In a significant development, Islak on the outskirts of Ahmednagar in Maharashtra became the first village in the country to pass a resolution against the Citizenship Amendment Act, National Register of Citizens and National Population Register. This assumes significance as the opposition was perceived as being confined only to urban areas. Also, as per reports, not a single Muslim resides in Islak having a population of approximately 2,000.
The Gram Panchayat took the decision after a majority of the population expressed concern over the lack of documents. Speaking to ANI, Mahadev Gawli- a villager who proposed the resolution during the Gram Panchayat meeting warned the Centre that a non-cooperation movement would be launched if the CAA and the NRC were not rolled back.

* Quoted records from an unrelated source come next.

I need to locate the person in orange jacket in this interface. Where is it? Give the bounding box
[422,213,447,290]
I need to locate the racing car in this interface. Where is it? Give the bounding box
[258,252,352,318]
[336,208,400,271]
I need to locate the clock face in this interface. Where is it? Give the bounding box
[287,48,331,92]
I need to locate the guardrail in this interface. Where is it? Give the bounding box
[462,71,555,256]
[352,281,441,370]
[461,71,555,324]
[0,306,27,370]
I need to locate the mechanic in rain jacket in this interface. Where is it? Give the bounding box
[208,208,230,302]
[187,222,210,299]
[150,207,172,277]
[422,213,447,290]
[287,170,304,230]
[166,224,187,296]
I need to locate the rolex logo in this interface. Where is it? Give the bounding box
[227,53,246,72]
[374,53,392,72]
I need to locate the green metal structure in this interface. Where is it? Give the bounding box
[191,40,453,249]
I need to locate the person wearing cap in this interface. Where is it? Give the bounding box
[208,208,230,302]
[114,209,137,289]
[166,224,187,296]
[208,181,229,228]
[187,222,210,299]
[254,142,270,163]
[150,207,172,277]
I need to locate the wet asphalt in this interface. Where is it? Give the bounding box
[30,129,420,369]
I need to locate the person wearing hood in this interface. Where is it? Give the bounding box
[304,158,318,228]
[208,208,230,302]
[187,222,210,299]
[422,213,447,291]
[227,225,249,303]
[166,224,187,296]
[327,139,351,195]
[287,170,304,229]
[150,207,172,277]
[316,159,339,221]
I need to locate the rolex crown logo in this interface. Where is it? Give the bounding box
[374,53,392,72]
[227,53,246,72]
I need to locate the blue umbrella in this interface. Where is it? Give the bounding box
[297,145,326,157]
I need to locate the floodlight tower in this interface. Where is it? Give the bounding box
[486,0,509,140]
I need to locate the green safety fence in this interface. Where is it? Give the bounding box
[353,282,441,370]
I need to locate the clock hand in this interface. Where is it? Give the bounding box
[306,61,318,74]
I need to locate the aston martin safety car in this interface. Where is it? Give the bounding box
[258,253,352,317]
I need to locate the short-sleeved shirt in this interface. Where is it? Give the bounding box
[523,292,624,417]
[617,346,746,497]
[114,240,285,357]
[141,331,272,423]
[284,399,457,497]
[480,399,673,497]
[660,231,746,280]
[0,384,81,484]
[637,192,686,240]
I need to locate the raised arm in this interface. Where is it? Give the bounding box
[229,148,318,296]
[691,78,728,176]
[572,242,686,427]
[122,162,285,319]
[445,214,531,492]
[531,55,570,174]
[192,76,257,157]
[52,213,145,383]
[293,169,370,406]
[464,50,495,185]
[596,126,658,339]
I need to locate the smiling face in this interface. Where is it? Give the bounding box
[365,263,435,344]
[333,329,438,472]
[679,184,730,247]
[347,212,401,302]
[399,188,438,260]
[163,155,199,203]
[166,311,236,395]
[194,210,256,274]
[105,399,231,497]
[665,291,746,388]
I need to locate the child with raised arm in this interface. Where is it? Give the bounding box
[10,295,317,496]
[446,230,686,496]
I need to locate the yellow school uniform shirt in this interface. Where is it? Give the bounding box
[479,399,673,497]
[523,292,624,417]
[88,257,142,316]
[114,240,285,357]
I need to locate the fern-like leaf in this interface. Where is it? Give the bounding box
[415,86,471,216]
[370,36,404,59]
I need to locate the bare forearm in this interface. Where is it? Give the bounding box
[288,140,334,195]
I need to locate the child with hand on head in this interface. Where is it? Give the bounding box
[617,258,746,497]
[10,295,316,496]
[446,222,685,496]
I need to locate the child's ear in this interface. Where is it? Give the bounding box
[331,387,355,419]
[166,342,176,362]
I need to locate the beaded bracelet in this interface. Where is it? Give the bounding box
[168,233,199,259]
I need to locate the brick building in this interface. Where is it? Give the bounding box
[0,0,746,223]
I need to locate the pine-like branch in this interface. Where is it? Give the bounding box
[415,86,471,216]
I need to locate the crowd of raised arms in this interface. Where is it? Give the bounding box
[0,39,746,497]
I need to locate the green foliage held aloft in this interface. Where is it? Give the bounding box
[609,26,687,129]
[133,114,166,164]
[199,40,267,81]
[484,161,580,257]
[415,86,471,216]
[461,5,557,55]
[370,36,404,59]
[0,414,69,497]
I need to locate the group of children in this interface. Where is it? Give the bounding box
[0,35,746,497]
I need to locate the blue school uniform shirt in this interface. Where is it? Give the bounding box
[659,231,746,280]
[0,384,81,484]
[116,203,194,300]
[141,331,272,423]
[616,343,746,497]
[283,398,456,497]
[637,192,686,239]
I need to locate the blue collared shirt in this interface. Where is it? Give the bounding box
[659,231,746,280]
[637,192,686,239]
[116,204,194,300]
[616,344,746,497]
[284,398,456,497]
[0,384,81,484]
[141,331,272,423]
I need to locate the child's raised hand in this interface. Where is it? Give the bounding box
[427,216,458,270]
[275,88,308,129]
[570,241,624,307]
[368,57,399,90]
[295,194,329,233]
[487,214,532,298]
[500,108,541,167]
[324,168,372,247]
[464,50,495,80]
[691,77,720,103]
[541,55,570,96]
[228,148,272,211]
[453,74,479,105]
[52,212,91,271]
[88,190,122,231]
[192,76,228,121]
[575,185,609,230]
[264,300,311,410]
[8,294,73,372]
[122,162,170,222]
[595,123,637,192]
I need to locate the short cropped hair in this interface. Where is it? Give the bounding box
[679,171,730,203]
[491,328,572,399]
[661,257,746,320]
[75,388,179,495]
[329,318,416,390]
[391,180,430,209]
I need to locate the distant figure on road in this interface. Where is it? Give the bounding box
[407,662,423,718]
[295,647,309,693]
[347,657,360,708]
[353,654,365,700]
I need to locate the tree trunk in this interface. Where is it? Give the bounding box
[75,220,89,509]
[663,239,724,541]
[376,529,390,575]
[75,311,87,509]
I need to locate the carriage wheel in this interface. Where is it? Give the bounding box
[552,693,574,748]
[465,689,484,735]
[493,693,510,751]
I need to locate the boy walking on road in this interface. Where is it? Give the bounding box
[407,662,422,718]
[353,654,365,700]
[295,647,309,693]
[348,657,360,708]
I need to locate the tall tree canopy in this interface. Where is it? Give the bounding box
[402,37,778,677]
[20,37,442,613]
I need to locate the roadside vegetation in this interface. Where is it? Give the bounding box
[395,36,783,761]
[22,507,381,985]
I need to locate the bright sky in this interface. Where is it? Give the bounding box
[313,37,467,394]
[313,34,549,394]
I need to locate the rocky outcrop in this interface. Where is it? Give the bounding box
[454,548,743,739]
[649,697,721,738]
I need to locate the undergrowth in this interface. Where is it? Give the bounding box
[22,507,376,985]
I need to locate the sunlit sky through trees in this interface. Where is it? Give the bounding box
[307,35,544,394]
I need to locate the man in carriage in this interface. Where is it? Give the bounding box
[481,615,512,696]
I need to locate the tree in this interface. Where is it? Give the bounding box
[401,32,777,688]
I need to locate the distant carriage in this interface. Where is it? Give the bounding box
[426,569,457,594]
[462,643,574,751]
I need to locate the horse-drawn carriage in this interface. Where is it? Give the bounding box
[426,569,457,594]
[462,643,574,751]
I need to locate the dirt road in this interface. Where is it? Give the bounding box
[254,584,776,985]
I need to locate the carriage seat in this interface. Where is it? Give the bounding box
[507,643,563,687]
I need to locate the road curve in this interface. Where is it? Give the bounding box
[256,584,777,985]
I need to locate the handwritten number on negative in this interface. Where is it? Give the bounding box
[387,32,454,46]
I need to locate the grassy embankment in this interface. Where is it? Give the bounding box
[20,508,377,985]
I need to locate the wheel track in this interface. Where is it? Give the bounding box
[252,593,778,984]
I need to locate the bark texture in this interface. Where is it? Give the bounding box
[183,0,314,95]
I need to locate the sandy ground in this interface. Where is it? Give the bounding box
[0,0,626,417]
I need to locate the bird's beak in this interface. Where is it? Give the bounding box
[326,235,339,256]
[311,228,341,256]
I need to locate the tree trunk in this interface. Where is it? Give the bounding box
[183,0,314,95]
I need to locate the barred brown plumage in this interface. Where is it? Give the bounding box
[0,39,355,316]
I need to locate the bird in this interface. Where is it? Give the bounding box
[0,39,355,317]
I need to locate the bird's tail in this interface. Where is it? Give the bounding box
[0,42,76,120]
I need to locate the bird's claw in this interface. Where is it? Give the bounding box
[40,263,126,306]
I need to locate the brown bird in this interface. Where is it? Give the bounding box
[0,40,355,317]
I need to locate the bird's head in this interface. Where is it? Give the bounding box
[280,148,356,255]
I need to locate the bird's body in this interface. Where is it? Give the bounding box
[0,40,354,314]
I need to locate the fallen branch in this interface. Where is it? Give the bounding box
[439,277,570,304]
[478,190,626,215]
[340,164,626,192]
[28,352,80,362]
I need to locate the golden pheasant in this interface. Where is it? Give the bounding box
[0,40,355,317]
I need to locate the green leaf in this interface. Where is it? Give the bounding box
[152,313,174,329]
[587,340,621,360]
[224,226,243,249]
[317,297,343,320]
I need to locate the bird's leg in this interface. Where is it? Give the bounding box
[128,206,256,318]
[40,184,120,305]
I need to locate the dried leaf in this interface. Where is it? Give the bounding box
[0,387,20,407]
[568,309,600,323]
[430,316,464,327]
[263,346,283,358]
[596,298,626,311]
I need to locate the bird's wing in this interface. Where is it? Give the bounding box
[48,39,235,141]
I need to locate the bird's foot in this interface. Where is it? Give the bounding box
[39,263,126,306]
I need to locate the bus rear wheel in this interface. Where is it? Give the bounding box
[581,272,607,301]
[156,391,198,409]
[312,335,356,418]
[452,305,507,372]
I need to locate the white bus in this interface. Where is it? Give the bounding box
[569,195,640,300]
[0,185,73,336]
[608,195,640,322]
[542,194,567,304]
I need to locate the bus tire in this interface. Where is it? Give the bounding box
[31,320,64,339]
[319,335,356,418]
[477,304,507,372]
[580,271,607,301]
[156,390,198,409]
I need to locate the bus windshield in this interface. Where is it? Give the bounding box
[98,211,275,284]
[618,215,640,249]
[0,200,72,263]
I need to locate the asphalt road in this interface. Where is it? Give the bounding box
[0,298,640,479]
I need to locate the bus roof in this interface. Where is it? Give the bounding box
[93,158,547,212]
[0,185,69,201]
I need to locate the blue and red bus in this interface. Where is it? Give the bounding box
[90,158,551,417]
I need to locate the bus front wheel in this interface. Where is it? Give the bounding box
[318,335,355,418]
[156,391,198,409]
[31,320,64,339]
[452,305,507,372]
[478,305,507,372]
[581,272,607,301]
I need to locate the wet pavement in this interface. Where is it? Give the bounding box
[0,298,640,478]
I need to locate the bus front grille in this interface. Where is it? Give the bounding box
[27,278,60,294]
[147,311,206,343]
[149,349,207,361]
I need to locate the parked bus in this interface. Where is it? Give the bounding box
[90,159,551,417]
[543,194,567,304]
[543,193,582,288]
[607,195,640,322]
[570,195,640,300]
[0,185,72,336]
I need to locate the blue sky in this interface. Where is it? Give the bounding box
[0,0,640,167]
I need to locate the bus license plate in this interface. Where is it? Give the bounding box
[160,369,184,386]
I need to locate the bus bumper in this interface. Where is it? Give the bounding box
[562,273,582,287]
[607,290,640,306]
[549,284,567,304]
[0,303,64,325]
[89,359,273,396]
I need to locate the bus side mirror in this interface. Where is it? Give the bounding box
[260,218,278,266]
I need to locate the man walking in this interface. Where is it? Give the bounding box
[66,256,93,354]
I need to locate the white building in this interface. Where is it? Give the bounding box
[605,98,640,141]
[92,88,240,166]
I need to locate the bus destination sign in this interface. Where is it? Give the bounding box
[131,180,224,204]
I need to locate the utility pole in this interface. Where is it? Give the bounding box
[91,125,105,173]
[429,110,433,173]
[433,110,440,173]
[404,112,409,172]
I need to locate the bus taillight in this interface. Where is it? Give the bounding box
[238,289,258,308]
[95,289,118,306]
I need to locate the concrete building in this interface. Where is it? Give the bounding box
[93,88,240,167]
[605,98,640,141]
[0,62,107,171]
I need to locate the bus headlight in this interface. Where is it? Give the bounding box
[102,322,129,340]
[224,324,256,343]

He revealed that at least 45% of its population belonged to the downtrodden sections who did not possess documents to prove their citizenship.
Mahadev Gawli remarked, "Out of the 2000 people here, 45% of people belong to the Scheduled Caste, Scheduled Tribe and downtrodden sections. They do not have documents to prove their citizenship. We have sent a dossier to the Centre suggesting to make changes in the new law. If not done, we will organise a non-cooperation movement from here.”
The CAA seeks to provide citizenship to the minority communities namely Hindus, Sikhs, Buddhists, Jains, Parsis and Christians from Afghanistan, Bangladesh and Pakistan. This will be applicable to the members of these communities having arrived in India on or before December 31, 2014. Moreover, they will not be considered as illegal migrants.
Additionally, the mandatory residence period for naturalised citizenship for these communities has been reduced to five years. The opposition contends that the Act discriminates on the basis of religion. The law has not only sparked off nationwide protests but it has also been challenged in the Supreme Court.
Interestingly, the village's stance comes at a time when Maharashtra Chief Minister Uddhav Thackeray backed the implementation of the CAA. Thackeray contended that this law did not snatch away anyone's citizenship. Moreover, he opined that there was no need for people to indulge in protests when the NRC had not been introduced.